鳥の観察図鑑 岩崎書店 国松俊英 文 薮内正幸 絵
野や山にすむ動物たち / 海にすむ動物たち岩崎書店 薮内正幸 作

子どもの動物絵本を、たくさん描いている、薮内正幸さんの絵による「鳥の観察図鑑」は、ただの図鑑で終わってはいない。そこには、鳥たちの生活の物語がある。出てくる鳥たちが、ただポーズをとっているのではなく、それぞれの食べ物に向かっている様子が描かれているのだ。確かに、鳥は獲物を求めてほとんどの生活時間を過ごしているはずだ。「野や山にすむ動物たち」「海にすむ動物たち」も、生き物を描かせたら、右に出るものはいないといわれる作者の、上品できちんとした表現に、安心感を覚える。


海の魚 / 川のさかな 岩崎書店 渡辺可久 作・絵 広崎芳次 監修

魚に関しては、渡辺可久さんの「海のさかな」と「川のさかな」が圧倒的な迫力だ。表紙には、たくさんの魚が、みんな同じ方向を向いて、所狭しとぎっしり並んで泳いでいる。その整然とした行列から目が離せない。絶対に中を見たくなる。



やさいのずかん 岩崎書店 小宮山洋夫 作・絵
小宮山洋夫さんの「やさいのずかん」も、ただの図鑑ではない。長年、野菜を、実際に育ててきた作者らしく、野菜の成長に沿って、ページが進む。種のページは、一面がすべて種だ。野菜の種ってこんなものなのか! つぎのページは、一面がフタバだらけ。フタバの間から伸びる本葉が、ひとつひとつ違うのがすごい。葉っぱだけがならんでいるページを過ぎると、花だけがずらりと並ぶという展開。ついに、できた野菜が登場するページには、縦や横に切った野菜の断面図まで描いてある。豆も隊列を作って並んでいるし、地下にできる野菜のきれいな並び方は、怖いくらいにどきどきする。
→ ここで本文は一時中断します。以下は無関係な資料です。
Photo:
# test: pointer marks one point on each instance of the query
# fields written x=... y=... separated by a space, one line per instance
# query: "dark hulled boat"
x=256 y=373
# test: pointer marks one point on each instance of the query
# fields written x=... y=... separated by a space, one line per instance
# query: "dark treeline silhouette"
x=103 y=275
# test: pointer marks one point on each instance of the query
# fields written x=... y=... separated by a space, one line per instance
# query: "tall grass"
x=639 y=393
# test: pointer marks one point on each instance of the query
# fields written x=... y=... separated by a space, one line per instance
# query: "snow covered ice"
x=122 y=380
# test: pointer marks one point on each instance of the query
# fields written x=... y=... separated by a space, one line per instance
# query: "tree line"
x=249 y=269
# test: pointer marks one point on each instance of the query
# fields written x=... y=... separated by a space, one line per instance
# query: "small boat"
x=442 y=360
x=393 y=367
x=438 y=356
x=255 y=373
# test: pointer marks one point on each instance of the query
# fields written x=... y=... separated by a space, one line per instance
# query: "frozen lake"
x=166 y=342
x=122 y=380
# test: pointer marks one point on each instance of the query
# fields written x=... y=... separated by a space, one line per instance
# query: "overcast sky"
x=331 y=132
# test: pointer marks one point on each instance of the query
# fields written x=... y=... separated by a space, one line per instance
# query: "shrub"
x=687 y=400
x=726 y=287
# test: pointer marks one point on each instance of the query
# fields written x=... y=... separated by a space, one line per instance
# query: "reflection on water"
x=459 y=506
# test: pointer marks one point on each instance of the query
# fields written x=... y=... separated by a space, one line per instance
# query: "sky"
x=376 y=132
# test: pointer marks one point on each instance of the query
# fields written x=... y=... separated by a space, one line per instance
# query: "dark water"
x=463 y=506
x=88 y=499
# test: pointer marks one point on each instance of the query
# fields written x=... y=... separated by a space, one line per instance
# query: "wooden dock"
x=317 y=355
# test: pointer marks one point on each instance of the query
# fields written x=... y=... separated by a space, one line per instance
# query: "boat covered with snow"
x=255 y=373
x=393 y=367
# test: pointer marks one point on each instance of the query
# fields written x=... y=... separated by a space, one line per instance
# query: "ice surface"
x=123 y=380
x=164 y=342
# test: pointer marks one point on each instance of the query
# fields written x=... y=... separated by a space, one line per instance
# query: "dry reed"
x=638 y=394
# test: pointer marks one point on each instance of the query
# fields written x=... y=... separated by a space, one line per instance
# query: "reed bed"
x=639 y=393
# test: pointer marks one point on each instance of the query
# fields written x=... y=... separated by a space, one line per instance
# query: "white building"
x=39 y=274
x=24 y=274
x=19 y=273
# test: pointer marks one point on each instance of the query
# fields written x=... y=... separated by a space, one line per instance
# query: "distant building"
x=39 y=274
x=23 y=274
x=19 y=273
他にも、変わったところでは、「ジャングル」「くだもの王国」「森のきのこ」「鳥の巣の本」と、どれもこれも、どんどん深みにはまる。



ジャングル 岩崎書店
松岡達英 作・絵
松岡達英さんの「ジャングル」は、作者が語りかける、「コスタリカのジャングル歩き」物語になっていて、絵本の様相が濃い。ジャングルに入っていく前の準備から、帰ってくるまでが、懇切丁寧に語られている。ページから、溢れんばかりのジャングルの様子は、本を閉じても、極彩色の鳥の鳴き声が、聞こえてきそうだ。見開きは、これまた、作者のメモ書きとスケッチで、埋め尽くされている。その量は半端じゃない。この人は本当に、昨日、ジャングルから帰ったばかりなんじゃないかと錯覚しそうだ。
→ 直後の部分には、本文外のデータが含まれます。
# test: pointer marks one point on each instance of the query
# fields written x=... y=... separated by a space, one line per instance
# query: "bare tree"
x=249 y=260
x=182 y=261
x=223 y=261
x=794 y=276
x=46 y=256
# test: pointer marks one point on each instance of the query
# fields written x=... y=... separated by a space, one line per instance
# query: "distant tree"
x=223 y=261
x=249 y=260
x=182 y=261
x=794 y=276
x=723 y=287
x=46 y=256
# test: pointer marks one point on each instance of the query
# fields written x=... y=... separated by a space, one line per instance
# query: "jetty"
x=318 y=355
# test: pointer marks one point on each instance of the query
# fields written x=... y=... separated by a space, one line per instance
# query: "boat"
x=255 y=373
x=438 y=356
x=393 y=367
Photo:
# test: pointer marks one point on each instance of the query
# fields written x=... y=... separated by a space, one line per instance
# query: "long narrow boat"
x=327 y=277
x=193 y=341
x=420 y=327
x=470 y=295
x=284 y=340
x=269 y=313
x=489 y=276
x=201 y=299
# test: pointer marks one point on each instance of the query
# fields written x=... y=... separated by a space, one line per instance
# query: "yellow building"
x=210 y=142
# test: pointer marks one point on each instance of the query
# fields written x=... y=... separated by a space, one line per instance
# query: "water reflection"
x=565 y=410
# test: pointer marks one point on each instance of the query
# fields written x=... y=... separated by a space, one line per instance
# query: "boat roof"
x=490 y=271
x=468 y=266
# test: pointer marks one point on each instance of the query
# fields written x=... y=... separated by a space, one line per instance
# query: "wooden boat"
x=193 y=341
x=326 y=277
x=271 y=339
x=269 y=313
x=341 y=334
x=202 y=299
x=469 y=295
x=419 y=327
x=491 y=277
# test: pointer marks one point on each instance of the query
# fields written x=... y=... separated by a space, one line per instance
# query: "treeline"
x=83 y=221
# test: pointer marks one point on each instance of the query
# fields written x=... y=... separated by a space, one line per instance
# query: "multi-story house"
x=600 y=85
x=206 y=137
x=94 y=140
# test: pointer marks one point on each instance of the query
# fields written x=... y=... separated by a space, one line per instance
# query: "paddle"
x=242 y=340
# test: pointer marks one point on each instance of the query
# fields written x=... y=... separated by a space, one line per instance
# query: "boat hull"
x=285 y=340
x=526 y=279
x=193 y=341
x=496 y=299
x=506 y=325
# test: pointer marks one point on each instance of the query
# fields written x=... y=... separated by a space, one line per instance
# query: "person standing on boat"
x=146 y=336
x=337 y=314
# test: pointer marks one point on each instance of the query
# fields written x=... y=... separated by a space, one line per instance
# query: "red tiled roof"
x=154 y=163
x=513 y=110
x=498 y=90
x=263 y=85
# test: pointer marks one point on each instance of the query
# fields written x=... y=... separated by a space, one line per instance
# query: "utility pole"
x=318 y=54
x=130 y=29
「森のきのこ」は、メルヘンチックでシックな見開きで始まる。ページをめくっていくと、図鑑でありながら、イギリスの絵本のような、妖精や動物が、きのこの世界を案内してくれる。小林路子さんの、きのこへの並々ならぬ興味が、こちらにも乗り移ってきて、森の中に、ひっそりと息づくきのこたちに、会いに行きたくなる。
森のきのこ 岩崎書店
小林路子 作



くだもの王国 岩崎書店
さとうち藍 文 松岡達英 絵
「くだもの王国」は、目次のページの魅力にやられてしまう。松岡達英さんの遊び心から生まれたのか、子どもが夢見そうな、くだものてんこ盛りの、不思議な木が、はえているのだ。こんな木があったらいいのに・・・・。取り上げられているくだものは、どれも身近なものばかり。だが、さとうち藍さんによって、たくさん書かれている解説が、ありきたりでないのが、かなり面白い。くだもの雑学一覧のようだ。丁度、 夫が台湾からマンゴーを送ってきたので、調べてみた。好奇心旺盛な実家の母から、「マンゴーはどうやって剥くのか」とか「木はどんな木なのか」という質問があったからだ。あきれたことに、母は、あまりに面白い種なので、庭に埋めてみたというのだ。食べるときは、三枚におろすこと、ウルシ科の仲間だというから、万が一、芽が出たとしても、育てない方がいいと、知らせてやった。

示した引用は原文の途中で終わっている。